A Productive Journey
Chien-Lan Hsueh 2022-07-23
Do you think you’ll continue to use R going forward
Certainly I will continue to use R in my future works. If it’s solely about the programming, R will not be my choice. However, doing data analysis and research is more than programming. I benefit a lot from R’s documents and the community. Therefore, to develop a new anaysis routine or modeling workflow, I like to use R. Once it’s well tested and ready for scale-up, I then help our software team to port it to other languages for scalability, efficiency (speed) and cost.
What things are you going to do differently in practice now that you’ve had this course?

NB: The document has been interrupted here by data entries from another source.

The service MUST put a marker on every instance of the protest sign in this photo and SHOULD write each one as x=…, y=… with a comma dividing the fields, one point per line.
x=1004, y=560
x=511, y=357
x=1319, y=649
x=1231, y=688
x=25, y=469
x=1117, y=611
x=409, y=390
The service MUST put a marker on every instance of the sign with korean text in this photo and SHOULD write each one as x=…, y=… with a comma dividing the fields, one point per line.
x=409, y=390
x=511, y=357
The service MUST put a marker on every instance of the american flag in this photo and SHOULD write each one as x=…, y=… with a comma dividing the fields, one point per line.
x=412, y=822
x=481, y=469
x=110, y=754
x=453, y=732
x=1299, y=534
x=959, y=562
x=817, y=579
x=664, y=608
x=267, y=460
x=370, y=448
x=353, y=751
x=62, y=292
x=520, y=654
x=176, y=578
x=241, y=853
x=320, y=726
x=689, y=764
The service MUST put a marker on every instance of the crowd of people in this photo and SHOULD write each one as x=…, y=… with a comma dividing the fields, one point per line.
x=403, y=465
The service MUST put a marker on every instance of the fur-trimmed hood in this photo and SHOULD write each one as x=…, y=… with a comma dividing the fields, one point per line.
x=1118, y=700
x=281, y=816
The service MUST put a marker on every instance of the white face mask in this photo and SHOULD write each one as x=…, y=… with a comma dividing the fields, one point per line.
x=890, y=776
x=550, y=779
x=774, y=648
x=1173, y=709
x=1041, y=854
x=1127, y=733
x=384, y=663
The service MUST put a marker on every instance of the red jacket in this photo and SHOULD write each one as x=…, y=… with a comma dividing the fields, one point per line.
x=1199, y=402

I only used interactive notebook when I coded in Python. For any works
with R codes, I did it on R scripts with source()
like the include
headers and preprocess macro in C/C++. This makes it possible to load or
run some codes in a dynamic manner depending on tasks. However, it makes
codes hard to share with others.
In this course, I started to use R notebook more although it is still buggy (compared to Jupyter Lab Notebook). After I learn how to knit nested markdown documents with parameters and assign in different environment (scope), I can see that this can replace my original workflows and save me another step to share my work.
What areas of statistics/data science are you thinking about exploring further?
I would like to learn more (in depth) about reinforcement learning and neural networks. My main responsibility at work is to figure out the right combination of process parameters using as few experiment runs as possible. On top of the mechanistic models, we rely on statistic models to speed up the R&D cycle. Currently we use random forests and SVM, but quite often, we cannot find good “target labels” to perform these supervised learning algorithms. Our preliminary works using CNN to classify various wafer patterns show very promising results. Taking ST563 Statistical Learning will be my next step and I am really excited about it.